『肺がん』の症状が出る仕組み。発生場所や組織型による違いとは?【医師監修】

肺がんによる症状は、腫瘍の発生場所や大きさ、周囲組織への影響によって異なります。症状の出方を理解することで、早期発見につながる可能性があります。腫瘍の位置によって中枢型と末梢型に分類され、それぞれ症状の現れ方が異なります。また、組織型によっても進行の速さや転移のしやすさが変わるため、どのような仕組みで症状が生じるのかを知っておくことが大切です。

監修医師:
松本 学(きだ呼吸器・リハビリクリニック)
目次 -INDEX-
肺がんの症状が現れるメカニズム
肺がんによる症状は、腫瘍の発生場所や大きさ、周囲組織への影響によって異なります。症状の出方を理解することで、早期発見につながる可能性があります。
腫瘍の位置と症状の関係
肺がんは、発生する場所によって中枢型と末梢型に分類されます。中枢型は太い気管支に近い部分に発生し、咳や血痰、呼吸困難といった症状が比較的早期から現れやすい傾向があります。一方、末梢型は肺の外側に近い部分に発生するため、初期には症状が乏しく、健康診断や他の検査で偶然発見されることも少なくありません。
腫瘍が大きくなると、周囲の気管支を圧迫したり塞いだりして、空気の通り道が狭くなります。その結果、息苦しさや喘鳴(ぜんめい)といった呼吸困難の症状が生じます。腫瘍によって気管支などの粘膜がダメージを受けたり、脆くなった血管から出血したりすると、咳と一緒に血液が混じることがあります。これが血痰です。

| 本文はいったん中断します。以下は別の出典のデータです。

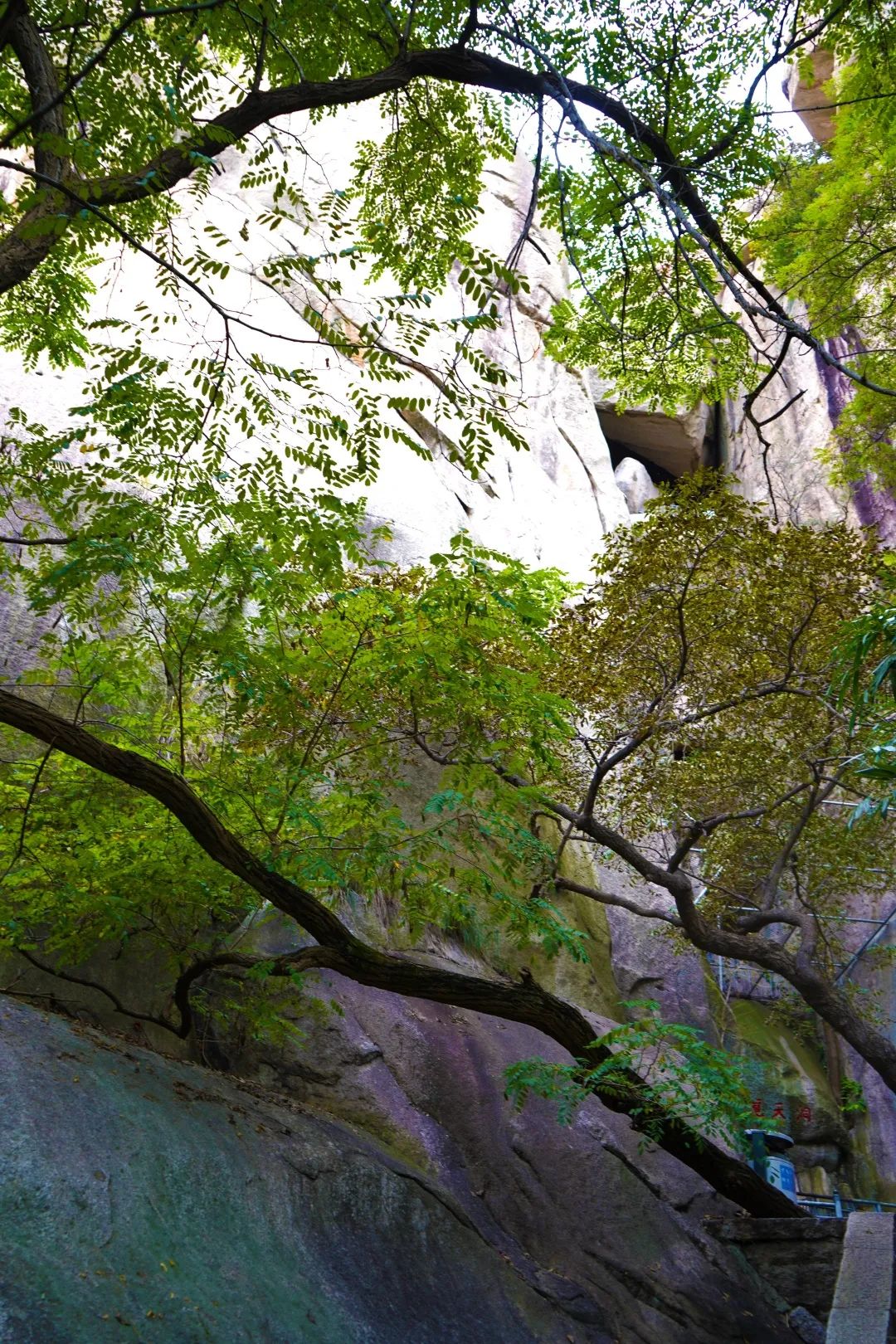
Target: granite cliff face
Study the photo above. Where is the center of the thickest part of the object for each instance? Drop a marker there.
(373, 1185)
(145, 1199)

さらに、がん細胞が肺の表面を覆う胸膜に達すると、胸水が溜まることがあります。胸水の貯留は呼吸を妨げ、強い息切れや胸部の圧迫感を引き起こします。このように、症状の現れ方は腫瘍の位置と密接に関連しているため、画像検査による正確な診断が不可欠です。末梢型の場合は無症状のまま進行することもあるため、定期的な検診が重要といえます。
組織型による症状の特徴
肺がんは組織型によって、小細胞肺がんと非小細胞肺がんに大別されます。小細胞肺がんは進行が速く、早い段階でリンパ節や他の臓器に転移しやすい特徴があります。そのため、診断時にはすでに全身症状が現れているケースも多く、倦怠感や体重減少が顕著に見られます。
非小細胞肺がんは、腺がん、扁平上皮がん、大細胞がんなどに分類されます。腺がんは肺の末梢に発生しやすく、比較的ゆっくり進行するため、初期症状が目立たないことが特徴です。一方、扁平上皮がんは中枢の太い気管支に発生しやすく、咳や血痰といった症状が早期から認められる傾向があります。
まとめ
肺がんは、早期発見と適切な治療により、予後が改善する可能性のある疾患です。症状や前兆を見逃さず、気になる変化があれば速やかに医療機関を受診することが重要です。また、喫煙をはじめとするリスク因子を避け、定期的な健康診断を受けることで、早期発見の機会を増やすことができます。治療法は日々進歩しており、患者さん一人ひとりの状態に合わせた個別化医療が実現しつつあります。専門の医療機関と連携しながら適切な治療を選択し、生活の質を保ちながら病気と向き合うことが大切です。